C’est à l’artiste Jean TEILLIET que nous devons la conception de ce monument. Il planta le décor sur la petite place de l’église, ombragée par le séculaire Tilleul de Sully. Selon Charles LAGUERENNE, qui assista et rapporta l’événement, le monument aurait été construit ainsi :

« On aurait pris un menhir dans un champ de la commune et on l’a dressé intact dans sa grandeur frustre ».

Puis les noms des soldats tombés au champ d’honneur y auraient été gravés par le burin de l’artiste. Il poursuit sa narration en décrivant :

« Le Cromlech est constitué de blocs rustiques. Ces pierres également, paraît-il, proviennent d’un champ voisin… » .

Description du Monument

Il convient ici d'apporter des éclaircissement sur la construction du monument dédié aux soldats tombés pour la patrie.

Il est exact que le monument aux morts, dédié aux héros de la Grande Guerre, a été construit avec la pierre d’un monument mégalithique. Mais il ne l’a pas été avec un menhir comme le pense le narrateur. Le mégalithique qui a prêté sa pierre, est un des deux dolmens de la nécropole mégalithique du village de Périssac, que l’on connaît sous le nom de « La Tombe du Curé ». Pour réaliser leur projet, le curé de Esse et le peintre TEILLIET firent transporter à Esse, la dalle de couverture, que l’on appelle communément la table, depuis le lieu d’implantation du dolmen de Périssac.

Cette destruction moderne d’un mégalithe s’étant déjà produite sur le site, pour la construction du tombeau de la femme du sous-préfet de Confolens en 1885, on ne trouva pas anormal de réitérer cet acte pour l’érection d’un cénotaphe à la mémoire des disparus de Esse. Ce que nous appellerions aujourd’hui un acte de vandalisme s’est commué à l’encontre de son auteur en une reconnaissance honorifique. Ce pillage archéologique est resté dans l’esprit populaire comme une réalisation sacrée et à partir de ce jour, elle baptisa ce dolmen N°2 de Périssac « La Tombe du Curé ».

Cette sépulture, maintenant ruinée, existe toujours à Périssac. Elle est érigée dans le pré dénommé sur la parcelle cadastrale « Le Champ du Boucheron ». Elle ne présente plus guère d’intérêt pour la science mais elle mérite malgré tout d’être conservée et protégée dans son état actuel.

Rares sont les personnes qui se souviennent de l’abbé SARDIN mais beaucoup d’autochtones savent où se trouve « La Tombe du Curé » à Périssac. Pour les archéologues, cette appellation restait à ce jour une énigme. Grâce à notre fouille de l’église Saint Etienne intervenue en 1995, elle est enfin résolue.
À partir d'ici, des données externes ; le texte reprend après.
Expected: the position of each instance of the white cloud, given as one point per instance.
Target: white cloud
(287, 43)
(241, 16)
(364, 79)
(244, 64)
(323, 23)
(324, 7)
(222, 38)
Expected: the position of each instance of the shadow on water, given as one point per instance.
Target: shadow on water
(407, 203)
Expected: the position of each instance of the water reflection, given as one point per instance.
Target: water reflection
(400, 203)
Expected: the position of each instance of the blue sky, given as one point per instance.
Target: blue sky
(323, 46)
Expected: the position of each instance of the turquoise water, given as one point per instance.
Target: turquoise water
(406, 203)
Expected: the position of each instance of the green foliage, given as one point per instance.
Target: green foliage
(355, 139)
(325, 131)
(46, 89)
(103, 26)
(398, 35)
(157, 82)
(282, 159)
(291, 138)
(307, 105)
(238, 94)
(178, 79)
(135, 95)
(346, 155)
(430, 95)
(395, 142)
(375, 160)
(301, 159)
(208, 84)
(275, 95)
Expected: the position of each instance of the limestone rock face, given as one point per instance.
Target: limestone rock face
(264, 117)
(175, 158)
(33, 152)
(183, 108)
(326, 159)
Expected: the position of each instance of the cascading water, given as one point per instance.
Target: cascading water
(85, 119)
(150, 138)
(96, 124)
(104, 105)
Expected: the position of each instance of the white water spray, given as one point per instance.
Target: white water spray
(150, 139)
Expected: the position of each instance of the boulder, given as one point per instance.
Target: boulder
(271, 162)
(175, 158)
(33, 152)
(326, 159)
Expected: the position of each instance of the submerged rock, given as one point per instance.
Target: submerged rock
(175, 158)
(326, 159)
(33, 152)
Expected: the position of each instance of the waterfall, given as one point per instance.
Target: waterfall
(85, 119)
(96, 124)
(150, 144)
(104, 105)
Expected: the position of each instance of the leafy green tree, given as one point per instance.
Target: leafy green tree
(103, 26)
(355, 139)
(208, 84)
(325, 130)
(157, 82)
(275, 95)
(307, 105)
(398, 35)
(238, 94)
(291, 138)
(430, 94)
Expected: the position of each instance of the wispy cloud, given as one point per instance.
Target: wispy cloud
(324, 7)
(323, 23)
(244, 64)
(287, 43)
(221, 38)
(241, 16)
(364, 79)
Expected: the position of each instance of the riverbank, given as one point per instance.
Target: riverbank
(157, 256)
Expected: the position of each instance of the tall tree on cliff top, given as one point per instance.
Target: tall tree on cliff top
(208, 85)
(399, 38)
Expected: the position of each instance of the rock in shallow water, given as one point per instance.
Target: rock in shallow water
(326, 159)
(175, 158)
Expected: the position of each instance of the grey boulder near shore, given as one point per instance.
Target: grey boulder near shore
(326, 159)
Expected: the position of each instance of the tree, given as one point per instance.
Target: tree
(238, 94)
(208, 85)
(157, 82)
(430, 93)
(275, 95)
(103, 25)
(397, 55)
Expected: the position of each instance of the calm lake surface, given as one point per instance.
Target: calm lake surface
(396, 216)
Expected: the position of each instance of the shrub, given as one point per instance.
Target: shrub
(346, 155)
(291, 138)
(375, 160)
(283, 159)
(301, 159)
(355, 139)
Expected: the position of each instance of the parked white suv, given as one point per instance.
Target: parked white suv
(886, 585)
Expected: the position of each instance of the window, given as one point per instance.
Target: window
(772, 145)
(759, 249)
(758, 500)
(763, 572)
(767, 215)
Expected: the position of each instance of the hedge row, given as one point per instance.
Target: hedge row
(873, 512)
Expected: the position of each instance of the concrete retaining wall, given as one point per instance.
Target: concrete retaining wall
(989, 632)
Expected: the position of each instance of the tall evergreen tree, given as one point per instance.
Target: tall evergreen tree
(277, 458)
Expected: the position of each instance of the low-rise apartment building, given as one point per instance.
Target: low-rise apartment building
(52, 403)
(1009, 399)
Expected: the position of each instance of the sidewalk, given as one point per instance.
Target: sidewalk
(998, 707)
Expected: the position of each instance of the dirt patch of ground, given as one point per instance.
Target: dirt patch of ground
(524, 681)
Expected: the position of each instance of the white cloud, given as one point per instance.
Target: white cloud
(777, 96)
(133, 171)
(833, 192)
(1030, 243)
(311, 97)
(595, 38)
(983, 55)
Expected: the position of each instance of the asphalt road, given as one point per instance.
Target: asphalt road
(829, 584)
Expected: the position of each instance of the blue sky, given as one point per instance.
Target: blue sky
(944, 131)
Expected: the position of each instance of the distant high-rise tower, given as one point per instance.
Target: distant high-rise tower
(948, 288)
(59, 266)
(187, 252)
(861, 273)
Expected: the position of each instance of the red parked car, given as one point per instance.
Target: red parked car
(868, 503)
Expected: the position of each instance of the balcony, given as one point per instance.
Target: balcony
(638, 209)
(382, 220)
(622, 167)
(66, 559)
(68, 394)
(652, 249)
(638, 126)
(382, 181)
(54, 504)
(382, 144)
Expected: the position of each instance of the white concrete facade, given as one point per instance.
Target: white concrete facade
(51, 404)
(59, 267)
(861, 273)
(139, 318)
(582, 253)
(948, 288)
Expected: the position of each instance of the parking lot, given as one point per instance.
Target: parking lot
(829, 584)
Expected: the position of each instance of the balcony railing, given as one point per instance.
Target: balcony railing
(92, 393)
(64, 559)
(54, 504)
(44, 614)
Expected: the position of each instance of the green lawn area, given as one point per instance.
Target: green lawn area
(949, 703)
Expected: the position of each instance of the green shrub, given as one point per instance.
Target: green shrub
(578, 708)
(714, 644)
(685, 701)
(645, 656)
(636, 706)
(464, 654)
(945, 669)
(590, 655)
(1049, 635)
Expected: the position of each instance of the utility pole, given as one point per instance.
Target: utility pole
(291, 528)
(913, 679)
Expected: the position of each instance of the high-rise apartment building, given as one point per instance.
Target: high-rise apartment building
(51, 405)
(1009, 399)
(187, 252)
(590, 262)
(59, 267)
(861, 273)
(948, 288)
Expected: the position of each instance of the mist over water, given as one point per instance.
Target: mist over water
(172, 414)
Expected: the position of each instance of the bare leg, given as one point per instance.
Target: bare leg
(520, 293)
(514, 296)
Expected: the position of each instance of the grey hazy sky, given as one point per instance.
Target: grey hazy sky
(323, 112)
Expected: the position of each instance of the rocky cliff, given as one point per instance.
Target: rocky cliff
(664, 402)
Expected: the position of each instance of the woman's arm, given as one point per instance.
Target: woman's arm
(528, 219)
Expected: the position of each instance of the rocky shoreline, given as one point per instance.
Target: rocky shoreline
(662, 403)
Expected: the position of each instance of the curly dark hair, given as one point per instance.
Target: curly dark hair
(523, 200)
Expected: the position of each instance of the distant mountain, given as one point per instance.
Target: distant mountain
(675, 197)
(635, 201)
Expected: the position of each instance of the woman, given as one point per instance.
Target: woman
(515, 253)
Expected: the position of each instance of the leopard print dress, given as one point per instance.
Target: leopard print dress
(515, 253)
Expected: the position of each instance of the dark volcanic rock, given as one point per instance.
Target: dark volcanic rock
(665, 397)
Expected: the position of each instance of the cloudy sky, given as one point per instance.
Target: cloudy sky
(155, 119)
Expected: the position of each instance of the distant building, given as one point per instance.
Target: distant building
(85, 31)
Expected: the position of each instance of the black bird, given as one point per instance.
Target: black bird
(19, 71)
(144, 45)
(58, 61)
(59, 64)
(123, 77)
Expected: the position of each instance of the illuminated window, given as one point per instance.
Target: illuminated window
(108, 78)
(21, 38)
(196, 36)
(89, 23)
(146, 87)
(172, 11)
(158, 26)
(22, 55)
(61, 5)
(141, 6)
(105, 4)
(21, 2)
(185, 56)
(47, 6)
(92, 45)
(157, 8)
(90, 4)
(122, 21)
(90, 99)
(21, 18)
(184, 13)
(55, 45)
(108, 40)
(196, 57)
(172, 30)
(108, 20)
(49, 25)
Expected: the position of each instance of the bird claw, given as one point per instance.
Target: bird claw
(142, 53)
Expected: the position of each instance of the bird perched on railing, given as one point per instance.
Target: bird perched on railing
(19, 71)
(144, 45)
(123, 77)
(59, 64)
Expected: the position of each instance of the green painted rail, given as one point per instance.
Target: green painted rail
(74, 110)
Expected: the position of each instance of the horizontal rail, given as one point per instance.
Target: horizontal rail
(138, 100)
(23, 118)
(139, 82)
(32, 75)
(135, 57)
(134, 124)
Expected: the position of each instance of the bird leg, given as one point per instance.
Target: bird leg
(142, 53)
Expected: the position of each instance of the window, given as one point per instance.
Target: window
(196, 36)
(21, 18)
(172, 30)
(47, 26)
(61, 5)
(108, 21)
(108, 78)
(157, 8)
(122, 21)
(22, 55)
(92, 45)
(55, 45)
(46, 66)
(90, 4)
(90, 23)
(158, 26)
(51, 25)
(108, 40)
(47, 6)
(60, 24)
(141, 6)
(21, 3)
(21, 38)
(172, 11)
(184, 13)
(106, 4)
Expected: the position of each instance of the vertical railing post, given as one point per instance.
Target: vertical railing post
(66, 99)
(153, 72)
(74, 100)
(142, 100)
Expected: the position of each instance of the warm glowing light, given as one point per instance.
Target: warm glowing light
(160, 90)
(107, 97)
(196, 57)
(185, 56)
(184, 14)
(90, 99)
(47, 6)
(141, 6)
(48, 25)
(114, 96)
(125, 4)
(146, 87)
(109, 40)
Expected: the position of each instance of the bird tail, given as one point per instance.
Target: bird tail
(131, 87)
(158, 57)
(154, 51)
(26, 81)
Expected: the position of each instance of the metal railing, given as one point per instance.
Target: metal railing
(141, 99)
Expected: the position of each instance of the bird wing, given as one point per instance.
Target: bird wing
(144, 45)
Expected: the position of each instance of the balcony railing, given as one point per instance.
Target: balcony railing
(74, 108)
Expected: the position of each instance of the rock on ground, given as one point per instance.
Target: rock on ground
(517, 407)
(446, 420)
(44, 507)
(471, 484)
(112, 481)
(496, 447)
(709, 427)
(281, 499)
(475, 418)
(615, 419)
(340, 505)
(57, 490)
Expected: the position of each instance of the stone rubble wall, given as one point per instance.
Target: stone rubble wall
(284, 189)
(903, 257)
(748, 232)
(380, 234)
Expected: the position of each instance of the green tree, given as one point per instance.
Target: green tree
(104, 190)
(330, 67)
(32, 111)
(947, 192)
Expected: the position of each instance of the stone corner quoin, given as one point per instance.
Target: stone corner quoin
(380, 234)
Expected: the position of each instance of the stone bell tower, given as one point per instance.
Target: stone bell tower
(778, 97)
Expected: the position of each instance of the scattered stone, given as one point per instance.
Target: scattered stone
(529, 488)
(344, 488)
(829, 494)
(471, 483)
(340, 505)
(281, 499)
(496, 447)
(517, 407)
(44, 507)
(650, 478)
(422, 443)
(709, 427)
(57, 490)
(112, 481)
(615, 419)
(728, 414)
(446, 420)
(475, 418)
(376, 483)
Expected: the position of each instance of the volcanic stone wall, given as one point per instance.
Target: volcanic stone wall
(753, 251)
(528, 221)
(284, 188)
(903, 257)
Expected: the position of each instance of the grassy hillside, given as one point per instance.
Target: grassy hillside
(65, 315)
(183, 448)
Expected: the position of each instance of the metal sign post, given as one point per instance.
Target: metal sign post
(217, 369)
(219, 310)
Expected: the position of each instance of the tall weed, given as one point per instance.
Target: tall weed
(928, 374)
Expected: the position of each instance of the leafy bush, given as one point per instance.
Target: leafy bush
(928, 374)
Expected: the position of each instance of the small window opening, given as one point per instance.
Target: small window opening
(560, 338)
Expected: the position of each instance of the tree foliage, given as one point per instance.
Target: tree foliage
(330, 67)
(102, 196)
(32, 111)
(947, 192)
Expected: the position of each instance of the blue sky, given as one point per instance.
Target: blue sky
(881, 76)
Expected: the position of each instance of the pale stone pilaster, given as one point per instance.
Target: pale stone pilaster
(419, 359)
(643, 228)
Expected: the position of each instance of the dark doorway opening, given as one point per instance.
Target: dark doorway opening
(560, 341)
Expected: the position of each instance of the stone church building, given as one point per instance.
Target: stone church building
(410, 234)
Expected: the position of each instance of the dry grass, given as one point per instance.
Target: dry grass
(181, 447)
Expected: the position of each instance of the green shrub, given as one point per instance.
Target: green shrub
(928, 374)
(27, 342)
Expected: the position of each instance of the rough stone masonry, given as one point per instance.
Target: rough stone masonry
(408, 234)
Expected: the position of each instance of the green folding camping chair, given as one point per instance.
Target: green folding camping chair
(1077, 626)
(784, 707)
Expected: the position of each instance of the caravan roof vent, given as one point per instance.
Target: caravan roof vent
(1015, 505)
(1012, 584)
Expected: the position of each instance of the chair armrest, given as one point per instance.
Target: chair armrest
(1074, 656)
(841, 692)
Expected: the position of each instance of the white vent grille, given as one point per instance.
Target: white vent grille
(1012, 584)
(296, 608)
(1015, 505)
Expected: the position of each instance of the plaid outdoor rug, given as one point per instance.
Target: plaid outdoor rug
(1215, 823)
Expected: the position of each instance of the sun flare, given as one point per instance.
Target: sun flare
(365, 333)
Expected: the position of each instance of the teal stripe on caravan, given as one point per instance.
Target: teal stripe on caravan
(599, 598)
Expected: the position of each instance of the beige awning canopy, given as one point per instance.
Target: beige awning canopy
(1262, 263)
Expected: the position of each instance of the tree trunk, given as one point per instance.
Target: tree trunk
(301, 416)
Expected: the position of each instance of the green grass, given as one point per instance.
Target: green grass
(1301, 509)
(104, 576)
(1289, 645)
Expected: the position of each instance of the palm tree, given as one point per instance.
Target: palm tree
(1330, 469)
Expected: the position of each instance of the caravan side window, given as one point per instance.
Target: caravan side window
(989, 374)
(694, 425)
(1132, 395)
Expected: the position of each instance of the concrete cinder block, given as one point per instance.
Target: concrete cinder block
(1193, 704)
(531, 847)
L’abbé SARDIN fit transporter la table du dolmen à l’aide d’une charrette tirée par six chevaux depuis le site archéologique jusqu’au bourg de Esse. De même, il fit prendre les dix rochers du cromlech dans un champ de la campagne environnante et les amena au moyen d’une nouvelle charrette tirée par quatre bœufs en plusieurs voyages.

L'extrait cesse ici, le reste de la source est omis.